Commentary on the Program

by Alexander Blachly

    The set of hand-painted fifteenth-century playing cards in the permanent collection of The Cloisters reminds us that the late Middle Ages was a period fascinated by games and puzzles. This fascination extended to music. We find pieces from that time, for example, notated fancifully in the shape of a heart or a circle, or in the shape of a circular labyrinth to illustrate the theme of the lyrics (that the beloved is trapped in a maze which frustrates the lover’s attempt to reach her). The different movements of Josquin Desprez’s Missa Di dadi show augmented durational values in the tenor voice by way of dice in the margin (e.g., one die showing five and another die showing one, to indicate that breves are to be augmented in performance in a ratio of five to one). Johannes Ockeghem’s chanson Prenez sur moy, a three-voice canon, indicates the starting pitches of its three voices by sharps and flats on the staff lines above and below the middle one, on which the canon’s first note is written. By defining the notes a third above and a third below the starting ones as the hexachordal syllables mi or fa in a piece with no sharps and flats in the key signature, the actual starting notes of the three voices can be identified. Today’s program features still other musical games, such as Isaac’s first Kyrie from his Missa Argentum et aurum, which uses only dotted breves in the top voice, dotted semibreves in the altus, dotted longs in the tenor, and dotted maximas in the bassus. As a meme for various types of games, including various musical ones, playing cards give us a window into the intellectual culture that produced them.

    Paintings from the fifteenth and sixteenth centuries that show people playing cards depict men and women who belong to the nobility. Card and board games at that time, like hunting, hawking, and jousting, were the privilege of the wealthy.

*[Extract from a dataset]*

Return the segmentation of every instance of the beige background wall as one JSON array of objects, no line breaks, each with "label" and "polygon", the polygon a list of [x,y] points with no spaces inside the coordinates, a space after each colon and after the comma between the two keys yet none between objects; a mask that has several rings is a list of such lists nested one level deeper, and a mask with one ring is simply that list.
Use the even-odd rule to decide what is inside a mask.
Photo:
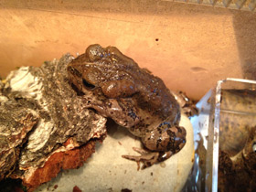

In taking as the inspiration for a musical program Cloisters Collection 1983.5151-.52, a hand-painted complete deck of 52 pasteboard playing cards from the South Netherlands ca. 1470-80, we are reminded that the musical counterparts of medieval playing cards were created not for the homes of commoners but for the courts. In the case of the playing cards in the Cloisters collection, these would be the courts associated with the Netherlands, such as the Imperial court in Vienna or the Burgundian court, which traveled from city to city throughout the duchy of Burgundy. We have therefore chosen as the principal composers of our program Guillaume Du Fay, from the Burgundian city of Cambrai; Johannes Ockeghem, composer from the Netherlands who served in the prestigious position as treasurer of the Abbey of St. Martin in Tours; Henricus Isaac, who at the end of his life was imperial court composer to emperor Maximilian I in Vienna; Josquin Desprez, who came from an area in the Netherlands not far from Condé-sur-L’Escaut, on the border of the imperial county of Hainaut; Antoine Busnoys, who was active in aristocratic circles connected with the French court in the Loire valley, later in Tours, later still as chantre in the service of Charles Charlomais, who became duke Charles the Bold of Burgundy in 1467.